Publications

This section lists the selections of my publications in time order.
You can also find my articles on my Google Scholar profile, and my academic activities on my ORCID.

PlanLLM: Video Procedure Planning with Refinable Large Language Models

Dejie Yang, Zijing Zhao and Yang Liu†
Published on The AAAI Conference on Artificial Intelligence (AAAI), 2025 (CCF-A)
[pdf] [code] [project page]

Abstract (Click to unfold):

Video procedure planning, ie, planning a sequence of action steps given the video frames of start and goal states, is an essential ability for embodied AI. Recent works utilize Large Language Models (LLMs) to generate enriched action step description texts to guide action step decoding. Although LLMs are introduced these methods decode the action steps into a closed-set of one-hot vectors, limiting the model's capability of generalizing to new steps or tasks. Additionally, fixed action step descriptions based on world-level commonsense may contain noise in specific instances of visual states. In this paper, we propose PlanLLM, a cross-modal joint learning framework with LLMs for video procedure planning. We propose an LLM-Enhanced Planning module which fully uses the generalization ability of LLMs to produce free-form planning output and to enhance action step decoding. We also propose Mutual Information Maximization module to connect world-level commonsense of step descriptions and sample-specific information of visual states, enabling LLMs to employ the reasoning ability to generate step sequences. With the assistance of LLMs, our method can both closed-set and open vocabulary procedure planning tasks. Our PlanLLM achieves superior performance on three benchmarks, demonstrating the effectiveness of our designs.
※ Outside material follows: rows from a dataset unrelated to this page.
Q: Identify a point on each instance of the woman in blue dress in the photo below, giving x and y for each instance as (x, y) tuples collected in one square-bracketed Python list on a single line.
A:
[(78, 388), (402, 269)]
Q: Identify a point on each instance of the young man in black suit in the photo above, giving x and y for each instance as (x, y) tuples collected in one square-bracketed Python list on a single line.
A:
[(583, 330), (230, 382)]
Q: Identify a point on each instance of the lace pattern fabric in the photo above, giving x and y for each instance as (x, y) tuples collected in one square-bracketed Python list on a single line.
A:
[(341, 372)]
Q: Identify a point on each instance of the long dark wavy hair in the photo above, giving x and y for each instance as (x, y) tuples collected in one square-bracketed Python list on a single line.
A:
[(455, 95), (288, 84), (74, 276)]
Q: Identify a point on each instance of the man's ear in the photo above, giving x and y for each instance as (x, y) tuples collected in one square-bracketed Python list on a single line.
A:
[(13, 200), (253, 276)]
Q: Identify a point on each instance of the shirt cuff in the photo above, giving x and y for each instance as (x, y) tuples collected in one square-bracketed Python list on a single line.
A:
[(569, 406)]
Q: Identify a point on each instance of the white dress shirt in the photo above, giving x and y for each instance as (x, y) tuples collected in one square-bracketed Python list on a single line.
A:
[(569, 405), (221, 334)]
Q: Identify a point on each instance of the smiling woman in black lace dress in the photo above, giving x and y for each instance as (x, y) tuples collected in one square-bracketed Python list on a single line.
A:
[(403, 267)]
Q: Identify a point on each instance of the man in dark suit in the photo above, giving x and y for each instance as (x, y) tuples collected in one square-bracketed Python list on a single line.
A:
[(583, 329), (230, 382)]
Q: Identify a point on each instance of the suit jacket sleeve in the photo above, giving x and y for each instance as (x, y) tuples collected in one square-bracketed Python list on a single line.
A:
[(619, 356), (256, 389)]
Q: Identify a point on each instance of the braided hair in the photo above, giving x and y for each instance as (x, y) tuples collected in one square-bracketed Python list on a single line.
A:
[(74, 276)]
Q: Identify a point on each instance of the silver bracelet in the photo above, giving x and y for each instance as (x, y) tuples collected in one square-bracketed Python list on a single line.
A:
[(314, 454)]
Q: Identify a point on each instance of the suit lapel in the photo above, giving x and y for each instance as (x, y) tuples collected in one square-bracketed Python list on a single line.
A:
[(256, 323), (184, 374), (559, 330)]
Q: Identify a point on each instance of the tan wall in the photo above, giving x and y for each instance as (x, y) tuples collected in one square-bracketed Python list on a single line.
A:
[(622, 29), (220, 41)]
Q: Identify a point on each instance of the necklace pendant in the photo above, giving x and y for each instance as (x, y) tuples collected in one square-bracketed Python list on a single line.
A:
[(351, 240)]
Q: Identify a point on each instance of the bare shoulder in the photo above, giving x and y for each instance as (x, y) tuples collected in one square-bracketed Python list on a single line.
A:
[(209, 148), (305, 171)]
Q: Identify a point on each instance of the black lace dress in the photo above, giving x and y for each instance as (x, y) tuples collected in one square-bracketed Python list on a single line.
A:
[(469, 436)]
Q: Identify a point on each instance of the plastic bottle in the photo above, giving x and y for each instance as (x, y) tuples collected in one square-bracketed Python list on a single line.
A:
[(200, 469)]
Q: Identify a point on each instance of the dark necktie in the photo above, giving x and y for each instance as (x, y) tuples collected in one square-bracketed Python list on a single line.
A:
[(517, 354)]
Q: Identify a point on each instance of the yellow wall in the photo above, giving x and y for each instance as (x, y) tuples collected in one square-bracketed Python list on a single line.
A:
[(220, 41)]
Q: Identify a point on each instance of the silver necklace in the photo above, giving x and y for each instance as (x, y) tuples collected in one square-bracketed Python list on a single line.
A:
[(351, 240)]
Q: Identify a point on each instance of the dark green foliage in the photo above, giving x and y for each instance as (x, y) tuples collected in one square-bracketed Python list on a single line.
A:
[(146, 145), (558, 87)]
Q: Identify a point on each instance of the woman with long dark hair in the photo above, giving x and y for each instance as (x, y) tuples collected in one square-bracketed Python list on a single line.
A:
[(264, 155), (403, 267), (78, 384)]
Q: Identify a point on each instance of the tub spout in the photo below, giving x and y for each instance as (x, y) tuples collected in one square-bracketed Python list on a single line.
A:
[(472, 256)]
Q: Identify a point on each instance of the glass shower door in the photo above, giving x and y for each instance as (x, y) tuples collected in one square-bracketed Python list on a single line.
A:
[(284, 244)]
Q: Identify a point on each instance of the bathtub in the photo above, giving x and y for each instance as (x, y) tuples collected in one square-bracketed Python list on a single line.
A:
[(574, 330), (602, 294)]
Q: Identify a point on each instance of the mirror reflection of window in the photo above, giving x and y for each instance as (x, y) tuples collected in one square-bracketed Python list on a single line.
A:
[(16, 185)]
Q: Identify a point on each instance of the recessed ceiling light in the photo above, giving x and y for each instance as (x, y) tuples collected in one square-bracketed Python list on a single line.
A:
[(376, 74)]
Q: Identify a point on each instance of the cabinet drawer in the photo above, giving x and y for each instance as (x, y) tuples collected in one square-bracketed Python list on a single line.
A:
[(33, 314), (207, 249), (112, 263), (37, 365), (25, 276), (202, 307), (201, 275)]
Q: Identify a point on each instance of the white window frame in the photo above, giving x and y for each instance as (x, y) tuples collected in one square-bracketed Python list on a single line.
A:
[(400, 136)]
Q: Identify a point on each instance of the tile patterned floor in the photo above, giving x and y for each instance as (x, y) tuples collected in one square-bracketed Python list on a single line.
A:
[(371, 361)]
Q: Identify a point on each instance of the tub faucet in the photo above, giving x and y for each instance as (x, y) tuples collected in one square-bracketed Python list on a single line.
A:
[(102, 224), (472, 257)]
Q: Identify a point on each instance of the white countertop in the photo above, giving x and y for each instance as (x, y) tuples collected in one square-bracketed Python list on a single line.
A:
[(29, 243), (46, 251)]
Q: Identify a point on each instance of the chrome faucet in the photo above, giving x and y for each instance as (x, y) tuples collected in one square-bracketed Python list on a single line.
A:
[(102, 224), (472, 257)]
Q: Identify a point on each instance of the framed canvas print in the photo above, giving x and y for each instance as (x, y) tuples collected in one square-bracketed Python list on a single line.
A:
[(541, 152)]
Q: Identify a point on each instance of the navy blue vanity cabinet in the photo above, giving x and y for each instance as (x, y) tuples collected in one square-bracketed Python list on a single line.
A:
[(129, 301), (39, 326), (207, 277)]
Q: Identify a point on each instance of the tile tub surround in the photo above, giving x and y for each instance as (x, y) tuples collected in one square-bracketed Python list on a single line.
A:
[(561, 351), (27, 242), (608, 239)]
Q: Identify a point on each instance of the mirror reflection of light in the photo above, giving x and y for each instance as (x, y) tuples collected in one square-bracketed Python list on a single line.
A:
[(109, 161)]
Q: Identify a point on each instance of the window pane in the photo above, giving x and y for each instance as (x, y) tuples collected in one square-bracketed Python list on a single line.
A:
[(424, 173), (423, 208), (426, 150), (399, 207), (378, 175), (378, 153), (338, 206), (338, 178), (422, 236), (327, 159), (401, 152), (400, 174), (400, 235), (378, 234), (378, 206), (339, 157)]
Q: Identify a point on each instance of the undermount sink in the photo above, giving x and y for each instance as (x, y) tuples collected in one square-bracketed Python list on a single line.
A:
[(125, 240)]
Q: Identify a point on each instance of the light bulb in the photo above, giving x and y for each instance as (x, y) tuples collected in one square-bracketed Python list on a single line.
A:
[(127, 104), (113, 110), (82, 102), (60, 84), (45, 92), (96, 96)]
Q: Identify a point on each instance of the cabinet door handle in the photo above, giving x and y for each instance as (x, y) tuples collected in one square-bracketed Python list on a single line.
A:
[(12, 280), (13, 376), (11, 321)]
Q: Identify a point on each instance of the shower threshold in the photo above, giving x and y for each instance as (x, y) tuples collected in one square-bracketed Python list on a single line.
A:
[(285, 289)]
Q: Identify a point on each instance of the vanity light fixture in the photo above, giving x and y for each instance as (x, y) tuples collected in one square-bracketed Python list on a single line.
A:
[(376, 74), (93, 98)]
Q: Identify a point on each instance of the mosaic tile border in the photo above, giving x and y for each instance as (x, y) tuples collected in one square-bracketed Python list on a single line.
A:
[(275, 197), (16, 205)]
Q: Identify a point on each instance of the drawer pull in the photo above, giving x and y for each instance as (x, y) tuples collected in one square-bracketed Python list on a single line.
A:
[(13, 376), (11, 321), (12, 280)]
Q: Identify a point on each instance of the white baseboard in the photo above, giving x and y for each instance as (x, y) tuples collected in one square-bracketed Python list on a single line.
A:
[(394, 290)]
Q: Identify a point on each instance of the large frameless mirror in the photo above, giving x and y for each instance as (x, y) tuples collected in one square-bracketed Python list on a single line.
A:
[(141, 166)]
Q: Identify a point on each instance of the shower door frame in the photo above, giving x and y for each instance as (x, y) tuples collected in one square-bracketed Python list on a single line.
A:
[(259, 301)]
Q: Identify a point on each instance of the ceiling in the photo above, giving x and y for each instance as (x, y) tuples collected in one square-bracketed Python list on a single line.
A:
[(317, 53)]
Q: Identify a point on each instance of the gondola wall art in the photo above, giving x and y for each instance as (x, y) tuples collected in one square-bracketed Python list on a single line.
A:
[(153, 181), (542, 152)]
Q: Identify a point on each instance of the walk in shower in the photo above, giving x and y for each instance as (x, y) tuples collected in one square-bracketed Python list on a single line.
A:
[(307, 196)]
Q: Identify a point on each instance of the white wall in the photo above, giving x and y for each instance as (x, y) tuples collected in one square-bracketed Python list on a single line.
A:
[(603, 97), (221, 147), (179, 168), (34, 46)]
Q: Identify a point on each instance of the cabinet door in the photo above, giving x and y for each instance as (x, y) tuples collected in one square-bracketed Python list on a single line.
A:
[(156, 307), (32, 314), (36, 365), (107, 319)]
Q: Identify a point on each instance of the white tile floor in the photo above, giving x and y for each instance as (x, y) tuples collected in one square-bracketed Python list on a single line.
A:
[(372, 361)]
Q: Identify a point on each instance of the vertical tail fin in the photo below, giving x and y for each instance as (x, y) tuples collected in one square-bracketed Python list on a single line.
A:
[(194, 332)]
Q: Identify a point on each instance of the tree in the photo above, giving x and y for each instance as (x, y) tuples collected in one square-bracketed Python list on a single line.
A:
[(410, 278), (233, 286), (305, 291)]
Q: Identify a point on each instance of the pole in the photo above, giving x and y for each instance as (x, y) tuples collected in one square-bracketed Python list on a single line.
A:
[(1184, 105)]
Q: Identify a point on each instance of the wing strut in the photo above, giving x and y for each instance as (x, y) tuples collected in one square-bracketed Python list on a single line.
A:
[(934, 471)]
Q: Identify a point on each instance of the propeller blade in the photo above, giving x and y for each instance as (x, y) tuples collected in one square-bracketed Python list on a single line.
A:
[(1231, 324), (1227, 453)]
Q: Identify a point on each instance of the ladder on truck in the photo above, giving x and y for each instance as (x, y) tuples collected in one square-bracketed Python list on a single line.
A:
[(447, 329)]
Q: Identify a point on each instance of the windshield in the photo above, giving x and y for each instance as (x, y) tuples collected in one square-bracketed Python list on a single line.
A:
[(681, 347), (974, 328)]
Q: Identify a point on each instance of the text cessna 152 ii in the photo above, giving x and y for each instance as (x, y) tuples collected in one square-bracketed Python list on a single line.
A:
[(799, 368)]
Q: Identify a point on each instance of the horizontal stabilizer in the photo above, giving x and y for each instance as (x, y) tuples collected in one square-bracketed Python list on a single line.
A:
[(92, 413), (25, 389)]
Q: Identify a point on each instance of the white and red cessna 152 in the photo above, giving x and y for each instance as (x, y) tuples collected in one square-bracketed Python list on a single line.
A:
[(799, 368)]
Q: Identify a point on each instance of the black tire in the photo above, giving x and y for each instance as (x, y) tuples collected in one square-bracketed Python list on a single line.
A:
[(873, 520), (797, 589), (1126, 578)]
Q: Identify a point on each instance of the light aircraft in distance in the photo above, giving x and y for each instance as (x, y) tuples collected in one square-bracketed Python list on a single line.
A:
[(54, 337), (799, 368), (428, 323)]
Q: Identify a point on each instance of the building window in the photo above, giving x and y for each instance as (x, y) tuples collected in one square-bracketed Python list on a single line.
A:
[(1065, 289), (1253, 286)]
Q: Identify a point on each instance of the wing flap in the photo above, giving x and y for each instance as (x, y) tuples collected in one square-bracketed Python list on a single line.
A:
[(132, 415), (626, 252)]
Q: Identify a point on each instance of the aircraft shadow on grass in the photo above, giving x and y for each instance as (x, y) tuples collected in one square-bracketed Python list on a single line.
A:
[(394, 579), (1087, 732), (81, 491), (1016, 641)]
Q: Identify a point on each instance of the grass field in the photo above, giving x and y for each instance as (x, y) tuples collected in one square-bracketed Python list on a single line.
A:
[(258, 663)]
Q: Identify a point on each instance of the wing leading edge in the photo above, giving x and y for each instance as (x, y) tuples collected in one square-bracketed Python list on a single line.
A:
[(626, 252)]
Masked Retraining Teacher-student Framework for Domain Adaptive Object Detection

By Zijing Zhao, Sitong Wei, Qingchao Chen, Dehui Li, Yifan Yang, Yuxin Peng and Yang Liu†
Published on International Conference on Computer Vision (ICCV), 2023
[pdf] [supp] [code] [homepage]

Abstract (Click to unfold):

Domain adaptive Object Detection (DAOD) leverages a labeled domain (source) to learn an object detector generalizing to a novel domain without annotation (target). Recent advances use a teacher-student framework, i.e., a student model is supervised by the pseudo labels from a teacher model. Though great success, they suffer from the limited number of pseudo boxes with incorrect predictions caused by the domain shift, misleading the student model to get sub-optimal results. To mitigate this problem, we propose Masked Retraining Teacher-student framework (MRT) which leverages masked autoencoder and selective retraining mechanism on detection transformer. Specifically, we present a customized design of masked autoencoder branch, masking the multi-scale feature maps of target images and reconstructing features by the encoder of the student model and an auxiliary decoder. This helps the student model capture target domain characteristics and become a more data-efficient learner to gain knowledge from the limited number of pseudo boxes. Furthermore, we adopt selective retraining mechanism, periodically re-initializing certain parts of the student parameters with masked autoencoder refined weights to allow the model to jump out of the local optimum biased to the incorrect pseudo labels. Experimental results on three DAOD benchmarks demonstrate the effectiveness of our method.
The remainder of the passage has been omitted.